There was once a time Markus Braun was considered inspirational owing to the way he built Wirecard into what appeared to be a payment processing giant, just for the truth to turn out much different. The Austrian native had actually earned a degree in Commercial Computer Science and a Ph.D. in Social and Economic Sciences before he found his calling, yet this firm was not his beginning. He’d kickstarted his career as a consultant while pursuing his doctorate (1996-2000) and was thus working at KPMG in Munich, Germany, when he first came across this corporation for a project.
However, a mere year later, in 2002, Markus officially joined Wiretech and took over the reins as Chief Executive Officer, Chief Technology Officer, as well as a member of the management board. The self-described visionary then seemingly transformed it into a pioneering business in the world of online transactions and financial services, only for its entire growth history to be fraudulent. There were accounting malpractices done at every step of the way for years before it came to light in 2020 that half of its revenue and its proclaimed €1.9 billion ($2.3 billion) cash reserve didn’t even exist.

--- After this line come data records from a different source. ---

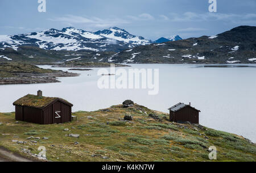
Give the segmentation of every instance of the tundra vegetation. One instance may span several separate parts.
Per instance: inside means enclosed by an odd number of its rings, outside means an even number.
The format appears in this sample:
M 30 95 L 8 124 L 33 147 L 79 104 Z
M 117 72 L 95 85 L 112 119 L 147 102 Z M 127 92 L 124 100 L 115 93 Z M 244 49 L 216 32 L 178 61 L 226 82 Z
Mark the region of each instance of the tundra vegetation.
M 242 137 L 170 122 L 167 114 L 136 104 L 73 115 L 77 121 L 43 125 L 0 113 L 0 146 L 28 157 L 43 146 L 50 161 L 256 161 L 255 145 Z M 123 120 L 125 115 L 133 120 Z M 208 159 L 210 146 L 217 147 L 216 161 Z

Where is Markus Braun Now?
Markus publicly resigned from his post once news of Wirecard’s actuality broke on June 18, and then he surrendered to the police on June 22 upon hearing there was a warrant against him. He was detained “on suspicion of accounting fraud and market manipulation,” but was released on a €5 million ($5.7 million) bail just a day later; he was arrested again on July 22. We should mention that despite the fact the company filed for insolvency on June 25, 2020, the former executive reportedly still owns more than 7% of its shares and had earned €5.5 million ($6.3 million) in dividends.

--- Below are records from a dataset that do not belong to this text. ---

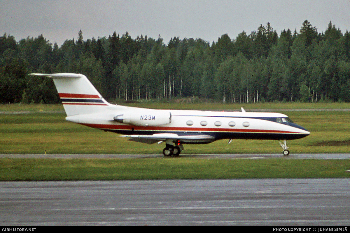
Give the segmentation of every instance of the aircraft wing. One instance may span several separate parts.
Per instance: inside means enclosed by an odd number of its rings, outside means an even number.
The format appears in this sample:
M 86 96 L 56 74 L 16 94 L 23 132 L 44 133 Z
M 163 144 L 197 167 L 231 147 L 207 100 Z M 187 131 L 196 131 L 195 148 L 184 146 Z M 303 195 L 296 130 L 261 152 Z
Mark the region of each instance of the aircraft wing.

Coming to the accusations against Markus, Munich public prosecutors formally charged him with fraud, breach of trust, as well as accounting manipulation on March 14, 2022. They believe he knowingly signed off on incorrect financial statements from 2012 to 2018 and had falsely signified that an external audit by KPMG would exonerate Wirecard of all public allegations. The latter is because the company actually failed to submit the required documents regarding its third-party businesses to the audit team, according to the official announcement.

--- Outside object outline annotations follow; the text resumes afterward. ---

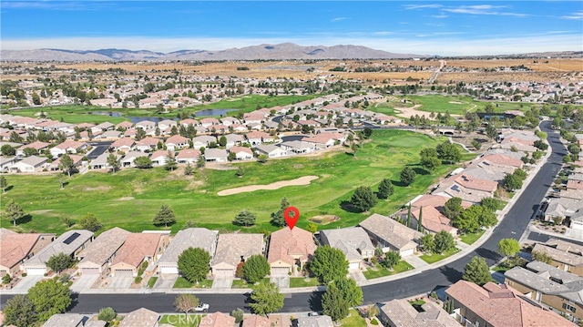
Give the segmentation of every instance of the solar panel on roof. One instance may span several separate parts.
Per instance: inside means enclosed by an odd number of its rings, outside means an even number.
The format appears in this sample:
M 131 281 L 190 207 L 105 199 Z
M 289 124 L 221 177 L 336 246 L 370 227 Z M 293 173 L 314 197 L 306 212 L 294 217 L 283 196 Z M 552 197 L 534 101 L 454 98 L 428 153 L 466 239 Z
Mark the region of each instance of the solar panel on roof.
M 69 236 L 68 238 L 66 238 L 66 240 L 65 240 L 63 241 L 63 243 L 65 244 L 71 244 L 75 240 L 77 240 L 77 238 L 78 238 L 79 236 L 81 236 L 81 234 L 77 233 L 77 231 L 74 232 L 73 234 L 71 234 L 71 236 Z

As if that’s not enough, per the prosecutors, when Markus initially surrendered, he allegedly confessed to a scam involving manipulating numbers to look more appealing to investors and customers alike. The former CEO thus faces up to 15 years behind bars if convicted following his trial — he’s currently awaiting the same at the Augsburg-Gablingen prison after pleading not guilty. We should mention Markus continues to maintain his innocence by asserting he’s a victim of fraud himself, affected by none other than his mentee and fellow Austrian Jan Marsalek.